When leaders show empathy, they’re much better at building strong relationships with those around them based on mutual trust and good communication. Through empathy, leaders will understand what motivates others and what causes them issues. This allows them to adapt their style to the people they work with, both at an organisational and individual level, making them even more effective. 

 

How to develop empathy

This empathy comes from a place of understanding and acceptance that not everyone is going to think or feel the same way as you. This ‘Theory of Mind’ is something that children develop from a young age, but many adults still need reminding of the many nuances.

This is probably best shown by the model for human communication, where when someone speaks to you, you receive their output (e.g. words, body language etc.) and process it in your brain via your unique personal filter of your experiences, education, culture, assumptions and much more. This shapes your final understanding of it, which influences how you respond. When you reply, your output is similarly processed through the other person’s own set of experiences, culture, beliefs and so on, with the whole cycle repeating over and over.

When two people’s understanding of language, culture and context differ, it’s easy to have a situation where they talk at cross-purposes with many misunderstandings. With low levels of emotional intelligence and empathy, you may get annoyed when someone processes your words differently than intended.

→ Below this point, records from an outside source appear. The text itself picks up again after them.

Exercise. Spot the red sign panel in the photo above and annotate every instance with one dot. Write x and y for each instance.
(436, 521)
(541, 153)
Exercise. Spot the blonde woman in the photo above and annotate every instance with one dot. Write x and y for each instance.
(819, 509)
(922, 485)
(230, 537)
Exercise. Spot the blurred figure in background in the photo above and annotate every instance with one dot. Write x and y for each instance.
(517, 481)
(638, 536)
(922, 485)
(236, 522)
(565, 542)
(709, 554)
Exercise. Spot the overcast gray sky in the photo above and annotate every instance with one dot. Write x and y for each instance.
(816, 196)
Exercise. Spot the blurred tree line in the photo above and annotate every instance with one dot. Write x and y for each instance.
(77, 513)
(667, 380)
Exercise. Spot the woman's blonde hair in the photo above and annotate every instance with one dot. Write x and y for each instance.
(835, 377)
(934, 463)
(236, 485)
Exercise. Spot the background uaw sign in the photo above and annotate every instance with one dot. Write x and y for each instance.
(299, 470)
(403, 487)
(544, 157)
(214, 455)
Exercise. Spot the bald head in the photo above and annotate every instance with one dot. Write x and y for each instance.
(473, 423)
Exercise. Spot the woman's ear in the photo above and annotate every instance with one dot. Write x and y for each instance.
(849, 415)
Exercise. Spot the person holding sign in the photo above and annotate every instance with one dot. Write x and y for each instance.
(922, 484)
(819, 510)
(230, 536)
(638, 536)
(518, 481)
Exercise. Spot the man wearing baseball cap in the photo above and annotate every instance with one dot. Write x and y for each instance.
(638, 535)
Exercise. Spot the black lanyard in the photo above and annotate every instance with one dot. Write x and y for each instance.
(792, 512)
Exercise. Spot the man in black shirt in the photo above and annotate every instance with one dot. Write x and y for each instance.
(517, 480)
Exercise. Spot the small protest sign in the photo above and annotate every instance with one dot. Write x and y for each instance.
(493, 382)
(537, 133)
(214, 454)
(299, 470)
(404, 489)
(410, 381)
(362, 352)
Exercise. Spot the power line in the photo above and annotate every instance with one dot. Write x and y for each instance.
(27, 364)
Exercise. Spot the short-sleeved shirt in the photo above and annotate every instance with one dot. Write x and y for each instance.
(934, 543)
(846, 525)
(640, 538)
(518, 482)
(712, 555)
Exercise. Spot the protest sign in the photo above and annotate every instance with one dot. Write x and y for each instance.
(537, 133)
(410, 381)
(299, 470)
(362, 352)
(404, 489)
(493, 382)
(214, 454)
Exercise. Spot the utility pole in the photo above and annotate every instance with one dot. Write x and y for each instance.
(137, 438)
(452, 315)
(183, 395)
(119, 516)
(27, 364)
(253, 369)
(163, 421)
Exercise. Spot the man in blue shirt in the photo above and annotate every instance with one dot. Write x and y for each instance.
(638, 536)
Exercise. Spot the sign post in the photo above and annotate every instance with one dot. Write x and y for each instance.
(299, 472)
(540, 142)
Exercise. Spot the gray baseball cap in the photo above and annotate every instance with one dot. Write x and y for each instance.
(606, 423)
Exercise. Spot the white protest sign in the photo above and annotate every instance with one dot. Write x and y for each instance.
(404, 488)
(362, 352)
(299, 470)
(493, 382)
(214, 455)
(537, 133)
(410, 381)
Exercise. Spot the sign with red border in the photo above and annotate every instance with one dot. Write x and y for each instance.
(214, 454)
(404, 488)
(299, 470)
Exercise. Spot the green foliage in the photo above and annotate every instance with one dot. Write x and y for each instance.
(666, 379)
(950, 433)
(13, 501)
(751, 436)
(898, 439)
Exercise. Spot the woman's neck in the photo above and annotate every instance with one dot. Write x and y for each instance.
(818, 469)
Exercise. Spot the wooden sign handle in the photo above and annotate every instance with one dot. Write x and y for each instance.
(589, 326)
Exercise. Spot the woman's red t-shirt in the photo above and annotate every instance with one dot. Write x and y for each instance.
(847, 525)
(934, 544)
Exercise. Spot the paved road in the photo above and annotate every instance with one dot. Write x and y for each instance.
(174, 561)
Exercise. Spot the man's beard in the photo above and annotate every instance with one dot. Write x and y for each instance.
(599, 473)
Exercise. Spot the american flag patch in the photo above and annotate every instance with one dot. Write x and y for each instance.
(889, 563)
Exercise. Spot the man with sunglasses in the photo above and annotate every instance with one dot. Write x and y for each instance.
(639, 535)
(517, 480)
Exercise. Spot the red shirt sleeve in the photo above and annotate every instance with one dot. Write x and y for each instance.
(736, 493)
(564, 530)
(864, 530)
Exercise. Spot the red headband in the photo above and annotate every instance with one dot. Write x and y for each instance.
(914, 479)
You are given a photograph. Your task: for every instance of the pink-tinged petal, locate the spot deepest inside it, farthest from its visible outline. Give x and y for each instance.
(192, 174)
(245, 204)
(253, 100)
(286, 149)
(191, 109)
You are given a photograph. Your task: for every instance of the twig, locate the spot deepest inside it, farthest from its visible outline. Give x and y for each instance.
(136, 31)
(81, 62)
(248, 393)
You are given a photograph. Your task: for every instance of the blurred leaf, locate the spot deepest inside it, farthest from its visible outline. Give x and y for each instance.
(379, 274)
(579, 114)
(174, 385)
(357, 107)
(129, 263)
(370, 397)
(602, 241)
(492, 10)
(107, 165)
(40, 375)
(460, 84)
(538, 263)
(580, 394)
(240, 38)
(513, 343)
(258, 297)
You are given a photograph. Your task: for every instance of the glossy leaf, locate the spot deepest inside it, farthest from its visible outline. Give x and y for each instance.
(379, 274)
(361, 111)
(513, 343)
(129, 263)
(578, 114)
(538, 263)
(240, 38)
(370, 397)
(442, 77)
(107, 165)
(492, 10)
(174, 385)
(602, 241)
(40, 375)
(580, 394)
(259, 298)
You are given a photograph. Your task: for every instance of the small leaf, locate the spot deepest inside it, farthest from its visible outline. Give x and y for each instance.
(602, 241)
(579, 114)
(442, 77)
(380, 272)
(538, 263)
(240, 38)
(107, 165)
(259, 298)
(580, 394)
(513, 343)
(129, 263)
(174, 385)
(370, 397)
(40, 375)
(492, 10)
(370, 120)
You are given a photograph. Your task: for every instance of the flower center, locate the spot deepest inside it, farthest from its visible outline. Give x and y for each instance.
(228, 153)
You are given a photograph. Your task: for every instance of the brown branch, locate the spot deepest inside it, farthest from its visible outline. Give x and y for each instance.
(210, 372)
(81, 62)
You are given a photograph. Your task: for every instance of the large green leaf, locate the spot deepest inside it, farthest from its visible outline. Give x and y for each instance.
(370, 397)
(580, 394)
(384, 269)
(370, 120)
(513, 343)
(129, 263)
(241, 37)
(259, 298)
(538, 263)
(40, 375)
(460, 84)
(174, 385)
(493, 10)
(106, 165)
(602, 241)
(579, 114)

With higher emotional intelligence and empathy, you can recognise how it occurs, and try again to communicate in a way which better resonates with them. Ideally, you should aim to speak in a way which limits these misunderstandings from the start.

For example, when speaking to someone with a different cultural background, consider how you use slang and idioms. In England, and more specifically, London, it’s quite common knowledge that ‘Telling Porkies’ comes from the old rhyming slang phrase, ‘pork pies’ meaning ‘lies.’ If you used that phrase when talking to someone who didn’t have that knowledge, they could become confused and miss your real meaning. This is similarly true with technical and organisational jargon. It’s always good practice to explain yourself as clearly as possible.

Consideration for other people’s experiences extends far beyond language. Even within the same organisation, different people have different daily challenges. When something changes, just because it’s good for you doesn’t mean it will be good for everyone. Take time to consider how other people will feel. This is best discovered by having conversations with the people affected, where you make sure to actively listen free of assumptions.

For leaders, this will help build a sense of trust. People want to know that the people in charge have their best interests in mind and think of how decisions will affect them personally. By demonstrating you’re thinking of them and listening to their experiences, and making decisions based on that, you’ll build trust and create a much happier team. 

 

When leading a team, you need to communicate effectively and aim to build trust and inspiration. It’s important to demonstrate consideration for how you act towards, and react to, the people and events around you. By developing your emotional intelligence and empathy, you can build a working environment where it’s not a problem when there are disagreements, because the ultimate goal is to understand different points of view and work together to find a path ahead that works for all. This creates a much more effective and productive team.